The December date for Christmas was chosen several centuries after Jesus was born.
In different parts of the world Christians were celebrating it on different dates, any time between the northern hemisphere’s mid-winter and the end of March April date of the Passover in Jerusalem.
The Anno Domini – the year of our Lord – was not chosen until the 6th Century, by a monk in Romania called Dionysius Exiguus, or Dennis the small, and over ensuing centuries his dating of 0 AD came to be universally accepted.
The fact that he only got it wrong by six years is pretty amazing.
Then, a few years ago, astronomer Professor Michael Molner at the State university of New Jersey, USA, used a computer programme to prove that in 6 BC, on April 17th, there was a conjunction in the eastern sky of the planets Jupiter and Saturn. It was in the constellation of Aries the Ram (believed to symbolise the Kingdom of Judah), and the sun and the moon all came together in the same alignment.
Jeremy Bowen, veteran Middle East journalist, produced a few years ago a series Son of God, which graphically illustrates this alignment of planets and stars.
If you would like to check out for yourself Professor Molner’s work, which also discovered a second conjunction of the planets and stars that year which could have been the ‘standing over’ of the Bethlehem star as the wise men arrived some time after the birth of Jesus, together with the clip from Jeremy Bowen’s ‘Son of God’ series, ask me afterwards for the links.
Time to get back to the Gospel narratives, and verses that I Iike very much that explain them further.
From Luke ch. 2 v19: “But Mary treasured up all these things and pondered them in her heart.”
Again at the end of the chapter: “And his mother treasured all these things in her heart.”
I believe that we have here a twice-stated clue, that Luke the Greek doctor, talked with Mary as an old woman living with John in Jerusalem many years later, and drew out of her the account of the announcing of the angels to the shepherds about the birth of Jesus. And perhaps it was the same doctor Luke who then passed on to the Jewish Matthew, Mary’s other story, about the coming of the wise men.
I’ve nearly done. Two more dates – Christmas here in this church, 100 years ago when at least two families were mourning sons killed in one of the early battles of World War One – see the monuments? [Carol singing at Bidborough Court 50 years ago]? At the Carol Service, Stephen took us back to the same moment in thre world’s history.

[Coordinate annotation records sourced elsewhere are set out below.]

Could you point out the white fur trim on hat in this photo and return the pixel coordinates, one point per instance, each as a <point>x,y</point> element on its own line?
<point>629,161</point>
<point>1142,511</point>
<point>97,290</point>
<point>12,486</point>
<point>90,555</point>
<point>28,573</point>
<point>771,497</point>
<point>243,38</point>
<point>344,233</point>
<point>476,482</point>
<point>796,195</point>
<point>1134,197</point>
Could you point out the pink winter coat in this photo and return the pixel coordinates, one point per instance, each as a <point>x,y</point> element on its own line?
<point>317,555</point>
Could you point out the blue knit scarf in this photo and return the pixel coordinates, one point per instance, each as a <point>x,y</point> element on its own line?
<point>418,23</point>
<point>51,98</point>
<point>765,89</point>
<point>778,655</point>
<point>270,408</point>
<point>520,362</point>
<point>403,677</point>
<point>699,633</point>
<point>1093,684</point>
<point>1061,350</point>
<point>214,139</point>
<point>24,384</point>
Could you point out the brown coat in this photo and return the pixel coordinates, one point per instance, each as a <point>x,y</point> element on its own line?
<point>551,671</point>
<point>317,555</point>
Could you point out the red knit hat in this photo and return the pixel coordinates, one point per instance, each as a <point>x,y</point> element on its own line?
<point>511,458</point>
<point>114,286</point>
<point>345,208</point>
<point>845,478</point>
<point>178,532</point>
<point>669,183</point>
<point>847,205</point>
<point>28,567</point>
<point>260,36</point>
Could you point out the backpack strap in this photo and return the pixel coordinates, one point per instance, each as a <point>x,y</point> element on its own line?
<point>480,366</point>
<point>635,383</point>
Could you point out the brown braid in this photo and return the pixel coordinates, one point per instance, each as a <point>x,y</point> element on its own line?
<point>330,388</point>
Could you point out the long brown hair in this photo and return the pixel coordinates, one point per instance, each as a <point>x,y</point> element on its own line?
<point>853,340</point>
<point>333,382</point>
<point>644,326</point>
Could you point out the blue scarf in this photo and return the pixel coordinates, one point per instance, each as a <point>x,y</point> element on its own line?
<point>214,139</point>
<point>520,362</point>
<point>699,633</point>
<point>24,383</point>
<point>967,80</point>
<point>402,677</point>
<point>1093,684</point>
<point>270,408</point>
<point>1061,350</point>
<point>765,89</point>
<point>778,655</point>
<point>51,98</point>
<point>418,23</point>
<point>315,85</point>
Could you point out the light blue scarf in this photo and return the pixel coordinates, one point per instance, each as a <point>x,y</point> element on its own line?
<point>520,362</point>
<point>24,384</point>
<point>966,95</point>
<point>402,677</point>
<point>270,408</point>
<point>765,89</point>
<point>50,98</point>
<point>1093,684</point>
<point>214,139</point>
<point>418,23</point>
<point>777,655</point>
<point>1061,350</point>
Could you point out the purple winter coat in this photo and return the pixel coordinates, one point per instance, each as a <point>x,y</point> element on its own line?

And then 200 years ago today on the other side of the world: On Christmas Day 1814, in New Zealand, Luke 2:10 was the text Samuel Marsden used when preaching the first sermon to Maoris – the message that the shepherds told Mary that the angels had told them: “He will bring peace on earth to those with whom he is pleased.”
Peace on earth – the Hebrew word Shalom.
Which can only begin when we make peace with God.
Then, like the shepherds, we are called to go – and to glorify God.
Faith in Jesus led to sharing the Gospel, and to Glorifying God – Christian discipleship in a nutshell. That is an unstoppable force, that will fill God’s world. .
I finish as I began, with one-legged young Maha-vonjy in Madagasgar.
“…Tidings of great joy….’ Mahavonjy knows great joy, despite his circumstances.
May you too, enjoy this Christmas as never before, as you “receive the Grace upon Grace” of John 1:16.